Jessica abbassò il binocolo. «Dov’è finita la guardia del corpo?»

«Si è tuffata dal molo.»

«Hai visto delle insegne sull’Harrier? Io no.»

«Solo pittura mimetica.»

«Dunque chi ha fornito a Iboga il servizio taxi?» chiese Kincaid.

«Gli stessi che hanno mandato il Reaper, suppongo.»

«Ma il Reaper l’ha quasi ucciso.»

«No, non è andata così» la corresse Janson. «Iboga correva a parecchia distanza dai tank, ma sarebbe stato un obiettivo facile, con il suo turbante giallo. L’operatore dei sensori del Reaper avrebbe potuto localizzarlo facilmente sui suoi monitor. Se fosse stata quella la missione il pilota l’avrebbe eliminato: Douglas Poe non ha avuto scampo.»

Ferdinand Poe fissava a bocca aperta il cielo vuoto, nel punto in cui il jet era scomparso, e Janson vide chiaramente tutta la speranza e l’adrenalina della vittoria militare abbandonare il corpo martoriato del vecchio leader.

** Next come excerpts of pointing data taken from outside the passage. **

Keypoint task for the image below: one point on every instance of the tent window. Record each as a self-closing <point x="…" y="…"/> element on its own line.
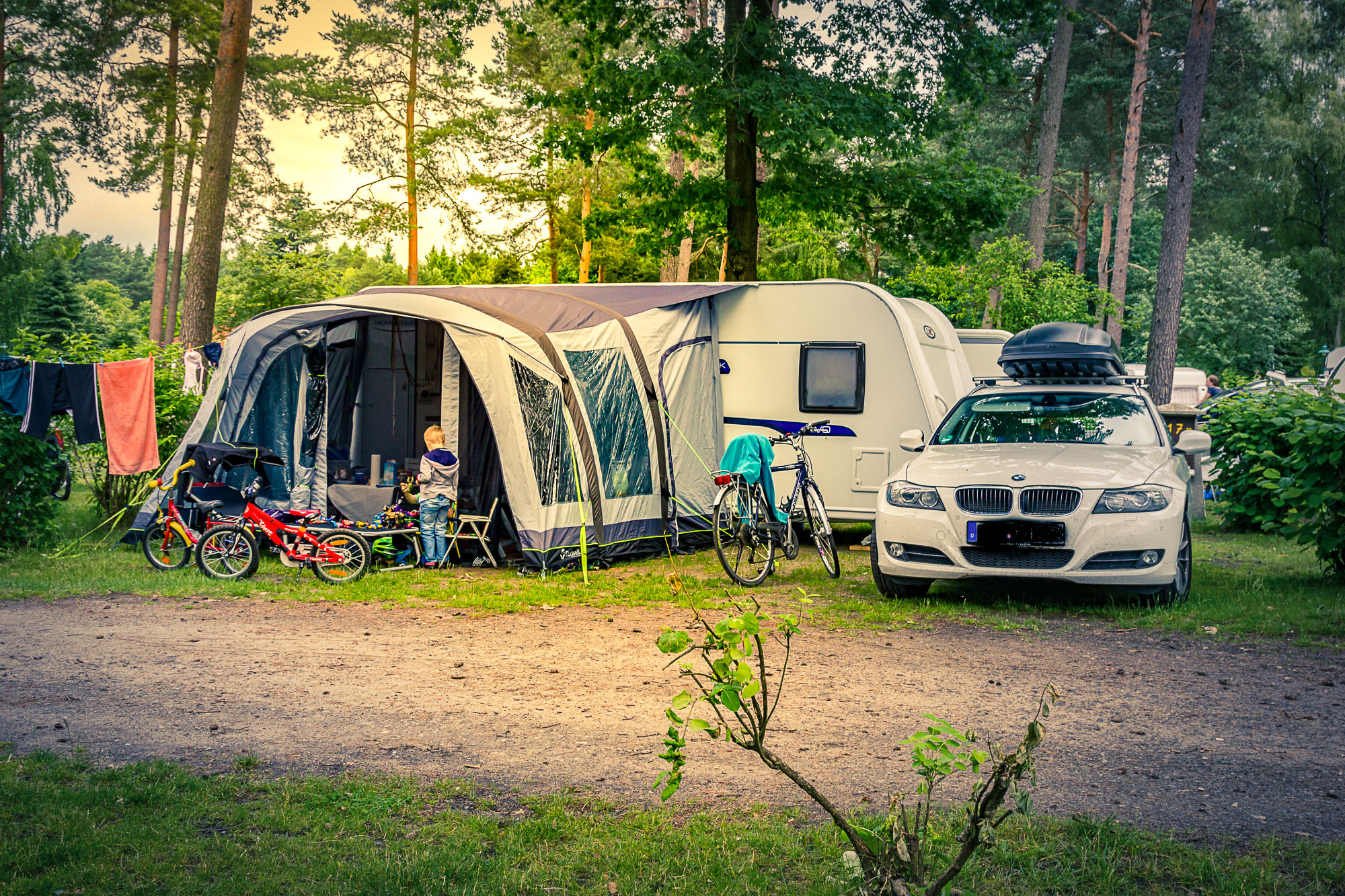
<point x="548" y="436"/>
<point x="271" y="424"/>
<point x="832" y="377"/>
<point x="618" y="420"/>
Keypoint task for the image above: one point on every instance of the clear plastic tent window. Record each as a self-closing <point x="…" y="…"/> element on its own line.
<point x="548" y="436"/>
<point x="617" y="416"/>
<point x="271" y="424"/>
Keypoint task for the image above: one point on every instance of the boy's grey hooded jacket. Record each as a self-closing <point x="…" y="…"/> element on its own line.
<point x="439" y="475"/>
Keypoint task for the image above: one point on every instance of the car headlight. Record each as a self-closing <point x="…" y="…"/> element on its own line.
<point x="907" y="494"/>
<point x="1133" y="501"/>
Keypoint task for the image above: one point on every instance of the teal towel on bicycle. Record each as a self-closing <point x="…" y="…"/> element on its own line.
<point x="751" y="456"/>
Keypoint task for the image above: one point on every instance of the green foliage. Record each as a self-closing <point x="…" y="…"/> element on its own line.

Terry Flannigan gli posò una mano sulla spalla. «È ora di riposare, ministro Poe. Lei ha fatto tutto il possibile. I suoi uomini hanno preso il comando e la città è salva.»

Era difficile capire se Poe l’avesse sentito, ma allungò un braccio e strinse forte la mano di Flannigan. I suoi occhi erano già chiusi.

La testa gli ricadde sul petto. Flannigan chiamò con un cenno le infermiere in attesa sulla porta, tutte in impeccabile uniforme bianca. Entrarono leggere e subito si affaccendarono intorno al paziente, facendolo stendere sulla schiena e rimboccandogli il lenzuolo fino al mento.

Flannigan si rivolse a Janson. «Resterò con il mio paziente fino all’arrivo dei chirurghi specializzati.»

«Da dove?»

«Da Lisbona. Nonostante i brutti ricordi lasciati dal colonialismo, per gli abitanti dell’isola la capitale portoghese resta il punto di riferimento per la medicina e non solo. Senta, voi dovreste riconsegnarmi alla ASC, lo so, ma per il momento non posso muovermi. Glielo dica da parte mia, grazie per essere venuti a cercarmi. E ovviamente grazie a voi due.»

Terry Flannigan tese la mano, cercando disperatamente di nascondere le sue vere intenzioni: non sapendo di chi poteva fidarsi, la sua unica opzione era fuggire il più lontano e il più in fretta possibile.

E funzionò, notò Flannigan. I due americani si scambiarono un’occhiata. Poi gli strinsero la mano e si allontanarono, mentre Janson digitava alcuni numeri su un minuscolo telefono satellitare.